O papa Francisco nos pede docilidade ao Espírito Santo, diálogo e confiança na graça
Cidade do Vaticano, 08 de Maio de 2014 (Zenit.org)
Em sua homilia na missa desta quinta-feira na Casa Santa
Marta, o papa Francisco recordou que “quem faz a evangelização é Deus”,
contrapondo esta verdade ao excesso de burocratização que pode
obstaculizar a aproximação das pessoas de Deus.
O Santo Padre destacou o modelo seguido pelo apóstolo Felipe, que,
como indicam os Actos dos Apóstolos, ressalta três qualidades cristalinas
de um cristão: a docilidade ao Espírito Santo, o diálogo e a confiança
na graça.
O primeiro caso acontece quando o Espírito Santo pede que Felipe
interrompa as suas actividades e vá atrás da carruagem em que o ministro
da rainha da Etiópia está viajando entre Jerusalém e Gaza.
“Felipe obedece, é dócil à palavra do Senhor. Sem dúvida, ele teve
que deixar de lado muitas coisas que tinha para fazer, porque os
apóstolos, naqueles tempos, estavam muito ocupados com a evangelização.
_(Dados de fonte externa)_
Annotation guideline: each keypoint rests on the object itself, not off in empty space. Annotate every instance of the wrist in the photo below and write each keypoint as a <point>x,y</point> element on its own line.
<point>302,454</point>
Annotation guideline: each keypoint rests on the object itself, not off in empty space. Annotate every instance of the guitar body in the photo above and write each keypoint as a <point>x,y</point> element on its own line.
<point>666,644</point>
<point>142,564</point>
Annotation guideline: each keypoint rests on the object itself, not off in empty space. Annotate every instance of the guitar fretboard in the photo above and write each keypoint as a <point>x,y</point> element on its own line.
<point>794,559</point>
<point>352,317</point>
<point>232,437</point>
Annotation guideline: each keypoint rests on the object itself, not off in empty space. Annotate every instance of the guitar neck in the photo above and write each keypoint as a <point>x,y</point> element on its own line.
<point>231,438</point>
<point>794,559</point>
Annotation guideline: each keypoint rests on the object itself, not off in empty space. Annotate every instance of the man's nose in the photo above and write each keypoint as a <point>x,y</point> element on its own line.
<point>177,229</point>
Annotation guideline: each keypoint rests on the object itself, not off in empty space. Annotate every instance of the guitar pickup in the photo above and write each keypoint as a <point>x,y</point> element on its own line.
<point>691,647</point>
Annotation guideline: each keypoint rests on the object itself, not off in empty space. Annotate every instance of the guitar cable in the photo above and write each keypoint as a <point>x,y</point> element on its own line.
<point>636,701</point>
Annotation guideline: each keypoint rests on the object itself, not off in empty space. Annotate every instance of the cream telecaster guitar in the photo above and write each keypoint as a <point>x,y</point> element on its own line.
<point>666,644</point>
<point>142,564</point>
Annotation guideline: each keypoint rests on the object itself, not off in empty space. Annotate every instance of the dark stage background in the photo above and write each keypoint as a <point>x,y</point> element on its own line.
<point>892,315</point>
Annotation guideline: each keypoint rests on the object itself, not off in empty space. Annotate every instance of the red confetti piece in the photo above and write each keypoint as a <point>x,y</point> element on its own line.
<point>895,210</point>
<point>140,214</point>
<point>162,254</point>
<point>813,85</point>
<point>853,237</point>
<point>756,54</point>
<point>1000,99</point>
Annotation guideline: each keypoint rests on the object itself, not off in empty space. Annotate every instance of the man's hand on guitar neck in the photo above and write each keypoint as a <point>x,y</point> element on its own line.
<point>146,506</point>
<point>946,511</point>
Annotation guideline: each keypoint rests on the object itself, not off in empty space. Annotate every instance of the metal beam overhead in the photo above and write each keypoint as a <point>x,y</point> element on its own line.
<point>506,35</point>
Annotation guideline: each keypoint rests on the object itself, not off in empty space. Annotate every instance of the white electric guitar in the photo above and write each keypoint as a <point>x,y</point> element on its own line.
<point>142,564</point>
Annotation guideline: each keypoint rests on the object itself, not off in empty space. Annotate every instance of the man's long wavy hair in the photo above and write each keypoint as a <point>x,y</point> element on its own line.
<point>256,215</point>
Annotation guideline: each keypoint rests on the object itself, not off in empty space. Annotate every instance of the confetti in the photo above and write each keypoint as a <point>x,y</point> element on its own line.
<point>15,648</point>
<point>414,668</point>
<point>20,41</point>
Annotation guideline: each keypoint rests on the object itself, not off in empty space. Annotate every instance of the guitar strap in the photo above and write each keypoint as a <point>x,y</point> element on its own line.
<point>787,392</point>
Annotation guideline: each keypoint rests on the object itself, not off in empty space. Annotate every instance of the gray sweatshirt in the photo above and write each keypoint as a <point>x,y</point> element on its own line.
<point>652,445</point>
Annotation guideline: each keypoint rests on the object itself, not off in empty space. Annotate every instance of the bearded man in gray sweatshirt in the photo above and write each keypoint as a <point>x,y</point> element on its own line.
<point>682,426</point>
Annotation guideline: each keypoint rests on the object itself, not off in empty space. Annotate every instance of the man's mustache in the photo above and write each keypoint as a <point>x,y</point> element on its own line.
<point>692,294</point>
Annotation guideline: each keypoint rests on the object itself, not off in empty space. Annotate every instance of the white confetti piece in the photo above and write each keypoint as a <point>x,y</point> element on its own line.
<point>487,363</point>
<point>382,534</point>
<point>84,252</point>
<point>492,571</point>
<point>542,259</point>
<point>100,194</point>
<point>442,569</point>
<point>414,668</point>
Ele deixa tudo de lado e vai. E isso nos faz ver que, sem esta
docilidade à voz de Deus, ninguém pode evangelizar, ninguém pode
anunciar Jesus Cristo, ou, no máximo, vai anunciar a si mesmo. É Deus
quem chama, é Deus quem coloca Felipe no caminho. E Felipe vai, é
dócil”.
O encontro com o ministro etíope é, para Felipe, uma ocasião de
anúncio do evangelho. Mas este anúncio, explicou Francisco, não é um
ensinamento que chega do alto, uma imposição. É um diálogo que o
apóstolo tem o cuidado de iniciar, respeitando a sensibilidade
espiritual do seu interlocutor, que está lendo, mas sem conseguir
entender, uma passagem do profeta Isaías.
“Não podemos evangelizar sem dialogar, não podemos. Porque temos que
partir justamente de onde está a pessoa que tem que ser evangelizada”.
O papa recorda que alguém poderia dizer: “Mas assim perdemos muito
tempo, porque cada um tem a sua história, tem as suas ideias...”. E
Francisco observa: “Deus perdeu mais tempo na criação do mundo e fez um
grande trabalho”.
Ele nos pede “perder o tempo com a outra pessoa, porque é aquela
pessoa que Deus quer que nós evangelizemos, que lhe demos a notícia de
que Jesus é o mais importante. Mas do jeito que essa pessoa é agora, não
do jeito que deverá ser”.
As palavras de Felipe suscitam no ministro etíope o desejo de ser baptizado e, no primeiro curso d’água, é o que acontece. Felipe baptiza o
etíope, “o põe nas mãos de Deus e da sua graça”. E o papa completa: o
ministro passará a transmitir a fé e “talvez isto nos ajude a entender
melhor que quem faz a evangelização é Deus”.
O Santo Padre nos convidou a meditar sobre esses três momentos da
evangelização: a docilidade para evangelizar e fazer o que Deus nos
manda; o diálogo com as pessoas, que precisa partir do contexto em que
elas estão; e terceiro, confiar na graça: é mais importante a graça do
que toda a burocracia.
Francisco nos incentivou, finalmente, a recordar que “nós, na Igreja,
muitas vezes somos uma empresa que fabrica impedimentos para as pessoas
chegarem à graça. Que nosso Senhor nos faça entender isso”.
(08 de Maio de 2014) © Innovative Media Inc.